Vegetable phosphatide mixtures, especially soy lecithins, are used individually or emulsified in the preparation of fat-containing fodders and foods. They are most effective in the stabilization of water/oil emulsions and less effective in oil/water systems. U.S. Pat. No. 3,208,857 by Howard et al. discloses fluid shortening stabilized with a low-iodine value (e.g., less than 15), hydrogenated vegetable phosphatides and edible high molecular weight surface active adjuncts. Howard et al. mentions a host of potential surface active agents. Oils emulsified in water by a hydrogenated lecithin supplemented with other food grade emulsifiers for use in an aerosol spray release product are reported in U.S. Pat. No. 3,661,605 by Rubin et al. An emulsifier combination of edible phospholipids consisting essentially of phospholipids and mono- and diester mixtures of sorbitol are reported in U.S. Pat. No. 3,560,225 by Wonsiewicz while U.S. Pat. No. 3,360,378 discloses a margarine substitute containing margarine oil and hydrolyzed lecithin in combination with other surface active agents. Similarly Swicklik in U.S. Pat.
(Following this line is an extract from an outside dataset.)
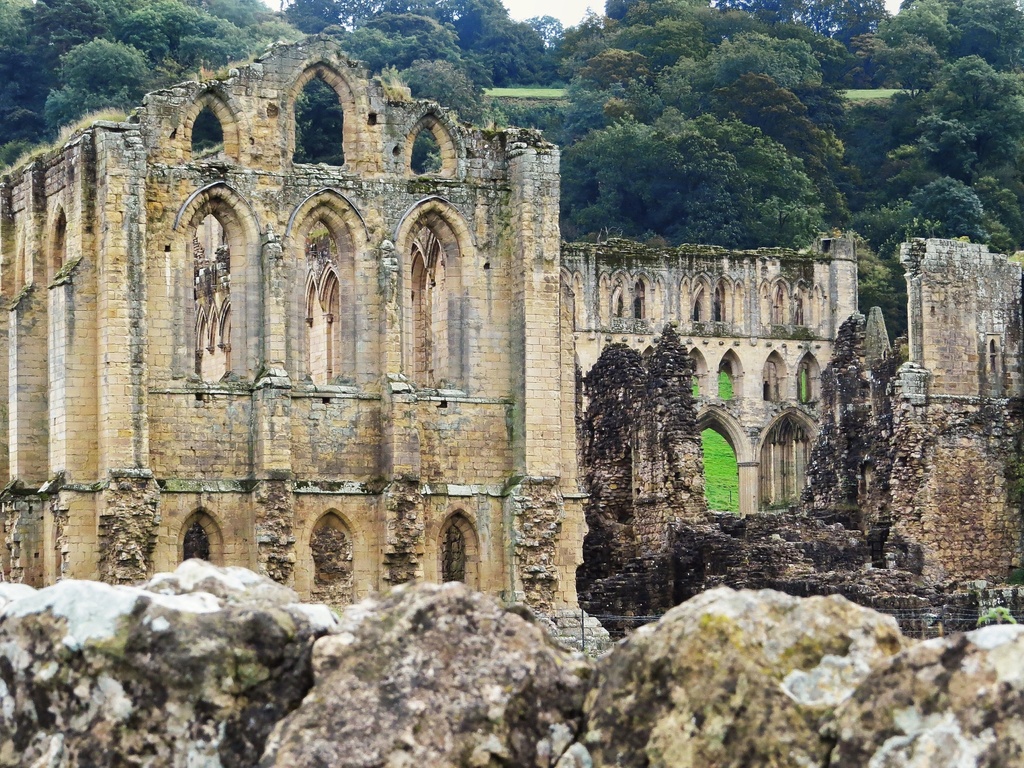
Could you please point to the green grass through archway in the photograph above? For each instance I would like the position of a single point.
(721, 473)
No. 3,493,387 indicates the inferior cold whipping activity may be improved by an emulsifier system comprised of hydroxylated lecithin, fatty acid monoesters of glycerol and fatty acid esters of 1,2propanediol. A water-dispersible lecithin is reportedly prepared under U.S. Pat. No. 2,193,873 by dissolving the lecithin in ethyl lactate. Industrial Oil and Fat Products (1951) by Alton E. Bailey on pages 283-284 reports the tendency towards the use of lecithin in combination with synthetic agents prepared from a glyceride or fatty acid base. Kirk-Othmer Encyclopedia of Chemical Technology (1967), Vol. 12, reports that commercial types of lecithin may be made by mixing ordinary lecithin with nonionic and anionic surfactants. U.S. Pat. No. 2,499,017 states it is common practice to mix lecithin with polyoxylene derivatives of fatty acids or sorbitan fatty acid esters to provide a composition having acceptable wetting properties when dispersed on powdered materials.
Notwithstanding numerous attempts to correct the oil-in-water emulsification properties of ordinary and high I.V. lecithins by the addition of supplemental surface active agents, the art has been unable to discover an emulsifier system which would readily wet and disperse into cold-water systems with manual mixing to form a homogeneous, stable emulsion thereof. As a result, chemical modification of the lecithin and concomitant reduction of the iodine value thereof has afforded the most effective means of overcoming these prior art difficulties. The inventor wished to achieve a cold-water-dispersible lecithin concentrate containing less than 15% by weight edible surface active agent and an ordinary high-I.V. lecithin which could be manually dispersed into coldwater to form a stable oil-in-water emulsion.